Aber ich wollte mich ja disziplinieren und beim Wesentlichen bleiben. Zur Beschreibung der Strecke gehen mir wahrscheinlich die Adjektive aus. Überwältigend trifft es wohl am ehesten und das in jeder Hinsicht: Abfahrten, Landschaft, Betreuung, Wetter, Singletrails und der absolute Höhepunkt - die einstündige Schiebepassage.
Die Organisatoren haben vor 20 Jahren eine wirklich großartige Strecke für einen der ersten Mountainbike-Marathons in Europa rausgesucht. Wie ein klassisches Drama aufgebaut steigert sich die Qualität der Strecke von Anfang an. Zu Beginn eher anspruchslos, bis auf die Tatsache, dass es immer hoch oder runter geht führt die Strecke zum großen Teil über breite Schotterwege und kleine Straßen. Je weiter man kommt umso reizvoller wird es dann. Erstes Highlight ist dabei die Singletrail Passage entlang Gipfel des Mandelon und der Höhepunkt ist natürlich die Tragepassage bis auf knapp 3000m Höhe am letzen Anstieg.

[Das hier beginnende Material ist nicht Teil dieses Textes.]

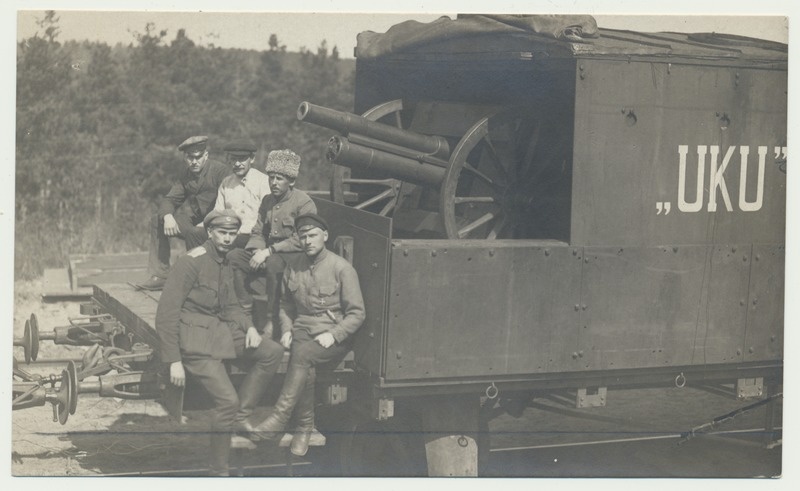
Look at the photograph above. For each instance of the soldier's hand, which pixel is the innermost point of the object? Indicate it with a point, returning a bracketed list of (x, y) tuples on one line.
[(286, 339), (252, 339), (170, 226), (177, 375), (325, 340), (259, 257)]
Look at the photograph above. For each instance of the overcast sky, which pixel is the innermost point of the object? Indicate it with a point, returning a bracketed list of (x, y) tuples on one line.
[(297, 30)]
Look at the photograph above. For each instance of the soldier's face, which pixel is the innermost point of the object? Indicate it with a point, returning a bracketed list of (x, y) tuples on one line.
[(279, 184), (313, 241), (196, 160), (241, 165), (222, 238)]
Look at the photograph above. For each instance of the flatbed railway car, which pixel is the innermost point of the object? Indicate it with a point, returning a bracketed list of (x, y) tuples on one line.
[(536, 205)]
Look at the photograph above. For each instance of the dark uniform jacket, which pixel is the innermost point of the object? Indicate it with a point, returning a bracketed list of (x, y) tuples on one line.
[(199, 190), (275, 224), (322, 295), (199, 314)]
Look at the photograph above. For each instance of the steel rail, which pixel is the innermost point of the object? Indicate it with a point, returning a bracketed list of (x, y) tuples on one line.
[(626, 440)]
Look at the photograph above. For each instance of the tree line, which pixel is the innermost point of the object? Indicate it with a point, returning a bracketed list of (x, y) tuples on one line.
[(98, 126)]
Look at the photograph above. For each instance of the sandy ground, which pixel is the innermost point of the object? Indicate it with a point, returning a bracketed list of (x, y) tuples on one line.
[(109, 436)]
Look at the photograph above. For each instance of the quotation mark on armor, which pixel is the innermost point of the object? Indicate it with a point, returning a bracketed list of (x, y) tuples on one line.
[(780, 158)]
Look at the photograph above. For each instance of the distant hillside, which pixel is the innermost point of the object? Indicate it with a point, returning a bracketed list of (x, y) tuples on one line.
[(98, 126)]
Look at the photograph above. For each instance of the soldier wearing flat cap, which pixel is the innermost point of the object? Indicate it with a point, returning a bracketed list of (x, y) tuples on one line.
[(243, 190), (273, 239), (197, 187), (322, 307), (201, 323)]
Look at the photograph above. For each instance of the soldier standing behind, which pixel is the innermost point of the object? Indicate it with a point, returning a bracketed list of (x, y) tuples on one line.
[(243, 190), (321, 309), (273, 238), (197, 186), (201, 323)]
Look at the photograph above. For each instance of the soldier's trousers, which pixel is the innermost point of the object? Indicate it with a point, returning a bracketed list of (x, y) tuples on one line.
[(246, 278), (213, 376)]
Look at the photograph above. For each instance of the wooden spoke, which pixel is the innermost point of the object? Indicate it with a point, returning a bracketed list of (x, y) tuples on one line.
[(479, 174)]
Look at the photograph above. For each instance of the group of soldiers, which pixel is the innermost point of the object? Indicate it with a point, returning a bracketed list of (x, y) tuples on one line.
[(249, 236)]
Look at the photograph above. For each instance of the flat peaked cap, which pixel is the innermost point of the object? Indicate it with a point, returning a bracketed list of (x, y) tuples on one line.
[(193, 144), (240, 148), (225, 219), (283, 162), (308, 221)]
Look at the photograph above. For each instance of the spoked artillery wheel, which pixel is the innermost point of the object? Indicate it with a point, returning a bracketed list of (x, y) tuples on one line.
[(66, 397), (481, 196), (30, 339), (380, 194)]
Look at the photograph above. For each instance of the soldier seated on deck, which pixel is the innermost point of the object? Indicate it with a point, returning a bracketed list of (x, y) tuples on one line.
[(273, 239), (201, 324), (197, 186), (321, 310)]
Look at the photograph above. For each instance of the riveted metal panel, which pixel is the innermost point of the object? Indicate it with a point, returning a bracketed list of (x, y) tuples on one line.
[(371, 237), (638, 123), (663, 306), (466, 309), (764, 338)]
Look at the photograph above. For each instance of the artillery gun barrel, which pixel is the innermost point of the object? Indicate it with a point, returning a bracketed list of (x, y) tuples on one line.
[(347, 123), (342, 151)]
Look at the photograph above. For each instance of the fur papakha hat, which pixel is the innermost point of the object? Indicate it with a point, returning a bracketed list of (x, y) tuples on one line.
[(283, 162)]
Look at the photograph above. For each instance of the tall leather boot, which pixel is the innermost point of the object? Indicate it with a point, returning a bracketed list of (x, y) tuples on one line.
[(293, 386), (304, 417), (220, 450), (251, 391)]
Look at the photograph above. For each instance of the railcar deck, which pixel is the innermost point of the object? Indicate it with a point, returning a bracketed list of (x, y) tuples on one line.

Für viele Mountainbiker sicher nicht nachvollziehbar, aber für mich ist die Schiebepassage das besondere Highlight der Strecke, denn sie stellt eine Art Eintrittskarte in den Himmel der Mountainbiker dar, die man sich hart erkämpfen muss. Wie der Weg ins Schlaraffenland bei dem man sich auch erst durch die riesige Wand aus Grießbrei essen muss, sind die schottrigen Meter des Schlussanstieges. Es ist teilweise so steil, dass man jeden gemachten Schritt zurückrutscht und zu Beginn erscheint das Gipfelkreuz ewig weit entfernt. Doch irgendwie frisst man sich durch und oben angekommen öffnet sich ein traumhafter Blick welcher die Strapazen vergessen lässt und die schmerzverzerrte Miene weicht automatisch einem breiten Grinsen.
Das breite Grinsen wird man auch bis ins Ziel nicht mehr los. Die Strecke meiselt es einen ins Gesicht ohne dass man etwas dagegen tun kann. Nachdem man wieder auf seinem Rad sitzt, geht die Strecke auf schmalen Trails hinunter zu einem kleinen Bergsee.
Für den nun folgenden kurzen Gegenanstieg hatten wir den Rat Erfahrener Cristalp-Finisher befolgt und uns ein paar Körner aufgehoben. Das Finale ist dann die letzte Abfahrt mit Blick auf einen tief türkisfarbenen Stausee, dessen Schwierigkeit Stefan zutreffend so beschrieb:
"Man kann sich wegen des herrlichen Ausblicks einfach nicht auf die Strecke konzentrieren".
Unterhalb der Staumauer wird es dann noch mal etwas technischer mit mehreren Flussdurchfahrten und einer steilen Abfahrt ins Ziel. Glücklicherweise wurde vor dem Start jedes Rad mit Schweizer Präzision inspiziert, sodass man sich darauf verlassen konnte das auch am Ende die Bremsen noch halten.
Von der Zieldurchfahrt habe ich eingangs schon berichtet. Bei einem kühlen Bier saßen wir dann noch lange im Ziel und teilten unsere Eindrücke mit den anderen angereisten Fahrern aus unserer Heimat.
Ein großer Dank geht an Nadine, die uns während des Renntags betreut hat. Im nächsten Jahr wird dieses Posten wohl frei sein, weil Nadine sich auf dem Weg zum Tor in den Mountainbiker-Himmel machen wird.